In 2015, the Department of Justice and Equality provided a briefing to the Joint Oireachtas Committee on Justice, Defence and Equality regarding the 2015 general scheme. I have provided the committee with a copy of the opening statement provided by that Department at the time and the supplementary brief dated 27 February 2015, which includes additional information on similar mergers in other jurisdictions.

On 1 January 2018, ministerial orders transferred responsibility for the Valuation Office, the Property Registration Authority and Ordnance Survey Ireland to the then Minister for Housing, Planning and Local Government. The general scheme of the Tailte Éireann Bill 2020 intends to establish a fully integrated land, property and spatial information services organisation and includes a number of broad changes to the governance arrangements for Tailte Éireann from those that were proposed in the 2015 general scheme.

Tailte Éireann is to be established as a scheduled office under the Public Service Management Act 1997, with the chief executive as the head of office. The role of the board is strategic and advisory. It will promote high standards of internal control and governance in relation to the provision by Tailte Éireann of its services and advise the Minister, when necessary, in relation to policies of government affecting the functions of Tailte Éireann. As with the original scheme, the 2020 heads of Bill propose the dissolution of Ordnance Survey Ireland and the Property Registration Authority. However, unlike the original general scheme which proposed separate statutory officers to carry out these functions, the revised heads of Bill propose that all functions previously performed by those organisations will become functions of Tailte Éireann.

Whereas the original general scheme proposed the continuation of the Office of the Commissioner of Valuation as a statutory office, the revised scheme proposes that the statutory functions of the Commissioner of Valuation will become functions of Tailte Éireann.

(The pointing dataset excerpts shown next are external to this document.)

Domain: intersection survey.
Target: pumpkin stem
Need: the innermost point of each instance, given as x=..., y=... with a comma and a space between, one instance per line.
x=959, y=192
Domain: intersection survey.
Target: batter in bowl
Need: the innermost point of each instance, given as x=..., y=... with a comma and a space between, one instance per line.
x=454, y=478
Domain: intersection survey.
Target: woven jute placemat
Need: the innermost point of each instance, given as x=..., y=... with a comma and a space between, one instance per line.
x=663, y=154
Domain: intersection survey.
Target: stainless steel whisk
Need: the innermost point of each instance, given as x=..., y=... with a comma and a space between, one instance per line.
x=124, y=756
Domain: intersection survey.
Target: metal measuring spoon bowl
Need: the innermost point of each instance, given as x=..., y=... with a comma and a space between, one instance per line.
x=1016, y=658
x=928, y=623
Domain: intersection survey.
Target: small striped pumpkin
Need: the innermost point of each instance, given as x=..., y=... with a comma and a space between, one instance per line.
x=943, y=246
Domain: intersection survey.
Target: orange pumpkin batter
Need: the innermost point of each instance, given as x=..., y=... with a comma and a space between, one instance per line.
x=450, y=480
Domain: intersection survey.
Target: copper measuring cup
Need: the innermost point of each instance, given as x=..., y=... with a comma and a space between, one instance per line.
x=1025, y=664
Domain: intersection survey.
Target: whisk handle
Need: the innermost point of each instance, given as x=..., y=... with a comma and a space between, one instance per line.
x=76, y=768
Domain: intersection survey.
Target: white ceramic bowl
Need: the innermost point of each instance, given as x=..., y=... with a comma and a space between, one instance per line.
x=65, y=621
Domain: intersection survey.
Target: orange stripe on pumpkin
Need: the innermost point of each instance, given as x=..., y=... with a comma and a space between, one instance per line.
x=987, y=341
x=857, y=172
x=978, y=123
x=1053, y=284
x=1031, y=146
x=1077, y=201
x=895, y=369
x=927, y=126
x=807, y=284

The functions of Tailte Éireann will be the functions previously performed by the Property Registration Authority, Ordnance Survey Ireland and the Commissioner of Valuation. Tailte Éireann will provide a comprehensive and secure property title registration system, an independent rateable valuation system and an authoritative location information and geospatial infrastructure. These are central to the effective management of the property, planning, agriculture, local government, environmental and construction sectors of the State's economy.

A project board was established under the chairmanship of the Department. The project board is comprised of senior departmental officials, officials from the Department of Public Expenditure and Reform, the Commissioner of Valuation and the chief executives of the Property Registration Authority and Ordnance Survey Ireland. The purpose of the project board is to oversee the establishment of Tailte Éireann as a fully integrated land, property and spatial information services organisation.

The board is responsible for defining and realising benefits and monitoring risks, quality and timeliness. A number of working groups are now in train to drive forward the merger.

This legislation is largely technical and is primarily designed to establish the merged Tailte Éireann organisation in the most efficient way. Accordingly, there are no significant new policy initiatives contained in it. Rather, in line with similar legislation, the general scheme is focused on the statutory provisions necessary to bring about the merger of the three existing organisations into the new Tailte Éireann organisation, the governance of the new organisation when it is established and the carrying out of its functions into the future.

My colleague and I welcome the opportunity to address any questions the committee may have in relation to the general scheme of the Bill and the establishment of Tailte Éireann.